Leaf hydraulic vulnerability to drought is linked to site water availability across a broad range of species and climates.

BACKGROUND AND AIMS: Vulnerability of the leaf hydraulic pathway to water-stress-induced dysfunction is a key component of drought tolerance in plants and may be important in defining species' climatic range. However, the generality of the association between leaf hydraulic vulnerability and climate across species and sites remains to be tested. METHODS: Leaf hydraulic vulnerability to drought (P50leaf, the water potential inducing 50 % loss in hydraulic function) was measured in a diverse group of 92 woody, mostly evergreen angiosperms from sites across a wide range of habitats. These new data together with some previously published were tested against key climate indices related to water availability. Differences in within-site variability in P50leaf between sites were also examined. KEY RESULTS: Values of hydraulic vulnerability to drought in leaves decreased strongly (i.e. became more negative) with decreasing annual rainfall and increasing aridity across sites. The standard deviation in P50leaf values recorded within each site was positively correlated with increasing aridity. P50leaf was also a good indicator of the climatic envelope across each species' distributional range as well as their dry-end distributional limits within Australia, although this relationship was not consistently detectable within sites. CONCLUSIONS: The findings indicate that species sorting processes have influenced distributional patterns of P50leaf across the rainfall spectrum, but alternative strategies for dealing with water deficit exist within sites. The strong link to aridity suggests leaf hydraulic vulnerability may influence plant distributions under future climates.
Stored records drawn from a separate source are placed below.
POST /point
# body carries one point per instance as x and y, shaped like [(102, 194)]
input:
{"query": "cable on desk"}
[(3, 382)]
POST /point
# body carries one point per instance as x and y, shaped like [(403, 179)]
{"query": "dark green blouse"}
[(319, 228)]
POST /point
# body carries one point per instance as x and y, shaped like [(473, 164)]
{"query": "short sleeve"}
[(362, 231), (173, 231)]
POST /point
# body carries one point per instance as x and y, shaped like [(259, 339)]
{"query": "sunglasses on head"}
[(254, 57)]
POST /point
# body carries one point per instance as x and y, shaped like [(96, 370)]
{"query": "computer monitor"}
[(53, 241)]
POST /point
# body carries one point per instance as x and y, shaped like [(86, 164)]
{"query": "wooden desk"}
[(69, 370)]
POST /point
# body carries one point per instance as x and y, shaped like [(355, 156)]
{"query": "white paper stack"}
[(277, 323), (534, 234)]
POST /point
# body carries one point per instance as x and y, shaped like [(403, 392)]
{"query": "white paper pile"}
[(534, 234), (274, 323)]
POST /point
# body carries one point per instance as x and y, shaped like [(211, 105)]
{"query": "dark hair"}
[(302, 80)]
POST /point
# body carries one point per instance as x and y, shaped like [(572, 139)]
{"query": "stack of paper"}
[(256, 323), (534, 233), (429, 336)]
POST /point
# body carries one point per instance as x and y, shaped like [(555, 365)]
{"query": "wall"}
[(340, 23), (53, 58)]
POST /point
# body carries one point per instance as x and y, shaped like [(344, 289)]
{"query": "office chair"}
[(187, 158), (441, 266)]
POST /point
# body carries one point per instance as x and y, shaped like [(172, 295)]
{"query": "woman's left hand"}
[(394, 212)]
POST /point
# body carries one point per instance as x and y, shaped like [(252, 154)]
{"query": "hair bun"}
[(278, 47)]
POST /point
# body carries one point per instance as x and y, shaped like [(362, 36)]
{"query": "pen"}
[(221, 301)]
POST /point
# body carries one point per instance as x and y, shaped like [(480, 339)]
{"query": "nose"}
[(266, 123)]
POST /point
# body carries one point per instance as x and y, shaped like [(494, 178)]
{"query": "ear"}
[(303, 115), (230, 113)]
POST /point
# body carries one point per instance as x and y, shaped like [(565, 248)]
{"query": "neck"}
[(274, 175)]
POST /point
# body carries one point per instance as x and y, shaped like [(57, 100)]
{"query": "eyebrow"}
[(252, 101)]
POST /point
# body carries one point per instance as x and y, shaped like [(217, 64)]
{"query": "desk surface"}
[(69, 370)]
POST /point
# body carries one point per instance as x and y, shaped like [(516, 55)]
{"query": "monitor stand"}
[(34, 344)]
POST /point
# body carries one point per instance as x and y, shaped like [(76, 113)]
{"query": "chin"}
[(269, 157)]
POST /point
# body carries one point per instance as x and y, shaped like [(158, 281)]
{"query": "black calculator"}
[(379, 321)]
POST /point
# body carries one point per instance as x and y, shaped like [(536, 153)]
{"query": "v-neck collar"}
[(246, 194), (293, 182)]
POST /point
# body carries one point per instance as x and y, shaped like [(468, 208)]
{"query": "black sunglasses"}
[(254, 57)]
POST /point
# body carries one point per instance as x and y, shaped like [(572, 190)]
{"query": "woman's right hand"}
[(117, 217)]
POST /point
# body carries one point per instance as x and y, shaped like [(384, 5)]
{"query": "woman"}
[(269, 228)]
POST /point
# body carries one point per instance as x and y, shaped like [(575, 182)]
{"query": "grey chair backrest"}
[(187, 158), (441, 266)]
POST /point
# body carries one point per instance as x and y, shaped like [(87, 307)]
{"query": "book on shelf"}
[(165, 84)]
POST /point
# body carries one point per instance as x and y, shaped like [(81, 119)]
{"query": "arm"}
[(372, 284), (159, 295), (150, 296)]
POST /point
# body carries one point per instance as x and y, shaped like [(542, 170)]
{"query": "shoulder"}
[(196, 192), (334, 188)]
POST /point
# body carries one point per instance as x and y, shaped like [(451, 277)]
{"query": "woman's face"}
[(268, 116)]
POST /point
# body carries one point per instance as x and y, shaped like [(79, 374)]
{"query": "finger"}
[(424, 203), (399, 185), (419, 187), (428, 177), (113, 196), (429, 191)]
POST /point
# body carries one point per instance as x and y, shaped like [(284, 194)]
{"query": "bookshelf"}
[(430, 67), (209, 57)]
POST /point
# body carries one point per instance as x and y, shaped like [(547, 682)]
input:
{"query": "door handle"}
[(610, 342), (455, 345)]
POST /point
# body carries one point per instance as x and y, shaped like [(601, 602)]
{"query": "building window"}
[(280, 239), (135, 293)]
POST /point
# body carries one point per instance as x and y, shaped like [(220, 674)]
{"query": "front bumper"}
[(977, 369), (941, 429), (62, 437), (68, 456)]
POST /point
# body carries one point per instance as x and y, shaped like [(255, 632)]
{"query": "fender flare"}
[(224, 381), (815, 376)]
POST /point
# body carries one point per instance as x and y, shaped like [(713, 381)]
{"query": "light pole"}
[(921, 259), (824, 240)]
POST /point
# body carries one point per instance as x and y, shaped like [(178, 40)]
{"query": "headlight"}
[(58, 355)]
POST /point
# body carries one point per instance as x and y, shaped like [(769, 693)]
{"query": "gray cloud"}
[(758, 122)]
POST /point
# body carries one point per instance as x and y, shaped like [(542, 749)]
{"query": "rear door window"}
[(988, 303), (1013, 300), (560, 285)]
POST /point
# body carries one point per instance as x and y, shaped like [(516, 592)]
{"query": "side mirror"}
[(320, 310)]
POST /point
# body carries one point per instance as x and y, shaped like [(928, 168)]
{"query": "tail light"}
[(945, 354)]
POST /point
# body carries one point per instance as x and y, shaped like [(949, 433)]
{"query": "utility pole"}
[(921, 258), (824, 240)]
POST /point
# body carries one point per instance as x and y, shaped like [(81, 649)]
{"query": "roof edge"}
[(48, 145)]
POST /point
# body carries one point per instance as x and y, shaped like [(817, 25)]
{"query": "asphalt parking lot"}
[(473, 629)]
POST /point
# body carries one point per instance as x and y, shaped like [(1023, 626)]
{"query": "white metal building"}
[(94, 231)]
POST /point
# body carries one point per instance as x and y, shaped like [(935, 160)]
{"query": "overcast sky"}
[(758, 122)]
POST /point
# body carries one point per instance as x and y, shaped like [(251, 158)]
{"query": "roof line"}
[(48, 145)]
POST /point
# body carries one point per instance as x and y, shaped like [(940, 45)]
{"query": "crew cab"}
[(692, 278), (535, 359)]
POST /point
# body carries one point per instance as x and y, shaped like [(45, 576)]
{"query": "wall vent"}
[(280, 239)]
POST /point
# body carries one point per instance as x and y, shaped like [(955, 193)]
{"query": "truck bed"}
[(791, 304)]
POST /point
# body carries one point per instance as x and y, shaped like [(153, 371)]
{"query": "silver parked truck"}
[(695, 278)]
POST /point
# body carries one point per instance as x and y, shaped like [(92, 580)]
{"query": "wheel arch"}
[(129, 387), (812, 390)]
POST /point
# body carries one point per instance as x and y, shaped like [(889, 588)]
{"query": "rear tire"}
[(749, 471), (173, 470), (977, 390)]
Leaf hydraulic vulnerability influences species' bioclimatic limits in a diverse group of woody angiosperms.

The ability of plants to maintain water flow through leaves under water stress-induced tension (assessed as the leaf hydraulic vulnerability; P50(leaf)) is intimately linked with survival. We examined the significance of P50(leaf) as an adaptive trait in influencing the dry-end distributional limits of cool temperate woody angiosperm species. We also examined differences in within-site variability in P50(leaf) between two high-rainfall montane rainforest sites in Tasmania and Peru, respectively. A significant relationship between P50(leaf) and the 5th percentile of mean annual rainfall across each species distribution was found in Tasmania, suggesting that P50(leaf) influences species climatic limits. Furthermore, a strong correlation between P50(leaf) and the minimum rainfall availability was found using five phylogenetically independent species pairs in wet and dry evergreen tree species, suggesting that rainfall is an important selective agent in the evolution of leaf hydraulic vulnerability. Greater within-site variability in P50(leaf) was found among dominant montane rainforest species in Tasmania than in Peru and this result is discussed within the context of differences in spatial and temporal environmental heterogeneity and parochial historical ecology.